Forget Richard Petty, forget Dale Earnhardt Jr., forget Jimmy Johnson. These bus drivers are hands down the best drivers in the world. Several times a day, they wrestle these buses up twisting mountain roads that are AT NO TIME wider than half the width of the bus. With parked cars on the sides. And two way traffic. And sheer drop-offs on the sides. I kept expecting to be asked to move to the inland side of the bus to take the weight off the outside wheels which were unquestionably dangling in space.
Nocelle is a tiny village at the end of the road, built into hillside below the bus stop, and entirely invisible from
it. At the end of the stop is a sign pointing to what we thought to be the Footpath oF the Gods. A nice British couple was also going to take the walk, and were starting down. Seeing no obvious alternative to consider, we started with them.

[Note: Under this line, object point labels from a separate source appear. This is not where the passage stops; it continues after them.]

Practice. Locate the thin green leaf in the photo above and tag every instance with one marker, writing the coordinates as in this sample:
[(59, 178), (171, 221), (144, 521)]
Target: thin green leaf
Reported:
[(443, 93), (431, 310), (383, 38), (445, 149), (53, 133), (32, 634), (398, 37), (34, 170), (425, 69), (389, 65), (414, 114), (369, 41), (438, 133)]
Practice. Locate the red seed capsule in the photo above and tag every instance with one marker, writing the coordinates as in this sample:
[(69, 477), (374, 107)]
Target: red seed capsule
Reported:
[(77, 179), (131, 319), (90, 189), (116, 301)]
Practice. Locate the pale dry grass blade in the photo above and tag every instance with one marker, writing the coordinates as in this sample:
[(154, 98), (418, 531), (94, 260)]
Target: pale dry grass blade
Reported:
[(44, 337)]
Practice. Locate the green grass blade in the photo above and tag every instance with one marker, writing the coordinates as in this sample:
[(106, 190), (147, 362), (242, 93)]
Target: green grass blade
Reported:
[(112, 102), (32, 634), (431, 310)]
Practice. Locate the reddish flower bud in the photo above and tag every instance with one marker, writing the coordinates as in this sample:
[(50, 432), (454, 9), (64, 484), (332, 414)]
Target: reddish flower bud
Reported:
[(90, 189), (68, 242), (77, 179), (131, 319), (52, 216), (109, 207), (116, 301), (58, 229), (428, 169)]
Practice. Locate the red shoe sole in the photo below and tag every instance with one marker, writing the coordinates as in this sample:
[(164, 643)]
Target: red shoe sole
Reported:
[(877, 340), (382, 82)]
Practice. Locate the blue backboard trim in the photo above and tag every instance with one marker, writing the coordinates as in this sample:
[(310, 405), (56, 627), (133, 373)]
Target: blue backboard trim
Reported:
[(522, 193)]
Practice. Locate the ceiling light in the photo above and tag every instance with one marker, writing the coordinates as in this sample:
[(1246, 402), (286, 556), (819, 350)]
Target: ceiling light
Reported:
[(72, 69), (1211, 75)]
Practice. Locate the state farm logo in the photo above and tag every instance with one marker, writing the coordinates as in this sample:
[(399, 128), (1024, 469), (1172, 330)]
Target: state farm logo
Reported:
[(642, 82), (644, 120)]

Down hundreds of steps of irregular rise and spacing. Thousands of steps. We started at about 1500 feet elevation, and were about halfway down to the sea when it simultaneously occurred to all of us that this was not right. The British woman then observed that she had read that there were steps down to the beach, and that to get onto the Footpath, you first started up some steps. I very nearly re-lived the Boston Tea Party with her as a barrel of tea. Men throughout their history have had to choose to ascend to the gods or take a lower path. We had chosen unwisely, with the usual result that accompanies that decision. There have been many unlearned lessons in my life, but one that has remained crystal clear is that unless you have done some significant advance planning, when you go down thousands of steps you must perforce go back
up them. Even if there are thousands. And the pulled hip flexor you suffered going down hurts.
Arriving back at Nocelle, we had to wait about an hour for the bus, as clouds/fog swirled in from over the ocean, covering up the mountains standing grandly above us. It got pretty cool, particularly with all that sweat.
Tonight, I hope to discover a restaurant that is not averse to the strong smell of liniment, and pursue the drinking of some necessary medicinals, probably a local variety.